If you then start to subtract two pointers, the result could be outside the domain of a 32-bit integer, and your comparison will fail.
I think this is one of the reasons why the address space was originally divided in 2 equal parts of 2GB, and the LargeAddressAware flag is still optional. However, my impression is that current software (your own software and the DLL's you're using) seem to be quite safe (nobody subtracts pointers anymore, isn't it?) and my own application has the LargeAddressAware flag turned on by default.

Neither variant is safe if an attacker controls your inputs
The expression p1 + len < p2 compiles down to something like p1 + sizeof(*p1)*len < p2, and the scaling with the size of the pointed-to type can overflow your pointer:
int *p1 = (int*)0xc0ffeec0ffee0000;
int *p2 = (int*)0xc0ffeec0ffee0400;
int len = 0x4000000000000000;
if(p1 + len < p2) {
printf("pwnd!\n");
}
When len is multiplied by the size of int, it overflows to 0 so the condition is evaluated as if(p1 + 0 < p2). This is obviously true, and the following code is executed with a much too high length value.
Ok, so what about p2-p1 < len. Same thing, overflow kills you:
char *p1 = (char*)0xa123456789012345;
char *p2 = (char*)0x0123456789012345;
int len = 1;
if(p2-p1 < len) {
printf("pwnd!\n");
}
In this case, the difference between the pointer is evaluated as p2-p1 = 0xa000000000000000, which is interpreted as a negative signed value. As such, it compares smaller then len, and the following code is executed with a much too low len value (or much too large pointer difference).

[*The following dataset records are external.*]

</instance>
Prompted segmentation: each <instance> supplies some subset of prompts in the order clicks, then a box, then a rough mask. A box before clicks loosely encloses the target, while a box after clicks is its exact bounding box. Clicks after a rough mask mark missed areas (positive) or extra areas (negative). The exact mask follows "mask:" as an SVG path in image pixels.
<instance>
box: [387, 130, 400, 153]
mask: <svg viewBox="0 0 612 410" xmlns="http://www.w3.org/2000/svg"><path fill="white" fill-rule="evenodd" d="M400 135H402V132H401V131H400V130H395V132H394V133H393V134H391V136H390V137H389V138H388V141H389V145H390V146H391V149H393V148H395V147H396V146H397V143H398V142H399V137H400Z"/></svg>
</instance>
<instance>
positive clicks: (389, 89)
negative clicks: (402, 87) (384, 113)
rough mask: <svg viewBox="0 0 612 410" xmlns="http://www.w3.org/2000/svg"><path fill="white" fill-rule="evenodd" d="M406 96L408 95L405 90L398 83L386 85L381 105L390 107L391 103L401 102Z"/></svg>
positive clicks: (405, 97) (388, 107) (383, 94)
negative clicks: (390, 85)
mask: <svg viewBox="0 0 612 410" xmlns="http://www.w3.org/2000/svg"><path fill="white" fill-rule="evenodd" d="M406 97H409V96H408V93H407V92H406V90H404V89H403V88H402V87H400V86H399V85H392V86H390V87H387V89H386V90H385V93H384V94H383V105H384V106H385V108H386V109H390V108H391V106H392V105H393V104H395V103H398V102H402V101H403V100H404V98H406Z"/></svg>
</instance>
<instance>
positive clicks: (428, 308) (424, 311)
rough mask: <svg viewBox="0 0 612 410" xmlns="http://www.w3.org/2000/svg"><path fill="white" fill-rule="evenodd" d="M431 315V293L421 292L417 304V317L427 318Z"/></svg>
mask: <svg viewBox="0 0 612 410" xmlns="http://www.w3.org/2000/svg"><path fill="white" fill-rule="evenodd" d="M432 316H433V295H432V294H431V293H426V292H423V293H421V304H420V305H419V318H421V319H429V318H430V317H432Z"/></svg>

The only approach that I know is safe in the presence of attacker-controlled values, is to use unsigned arithmetic:
if(p1 < p2 &&
((uintptr_t)p2 - (uintptr_t)p1)/sizeof(*p1) < (uintptr_t)len
) {
printf("safe\n");
}
The p1 < p2 guarantees that p2 - p1 cannot yield a genuinely negative value. The second clause performs the actions of p2 - p1 < len while forcing use of unsigned arithmetic in a non-UB way. I.e. (uintptr_t)p2 - (uintptr_t)p1 gives exactly the count of bytes between the bigger p2 and the smaller p1, no matter the values involved.
Of course, you don't want to see such comparisons in your code unless you know that you need to defend against determined attackers. Unfortunately, it's the only way to be safe, and if you rely on either form given in the question, you open yourself up to attacks.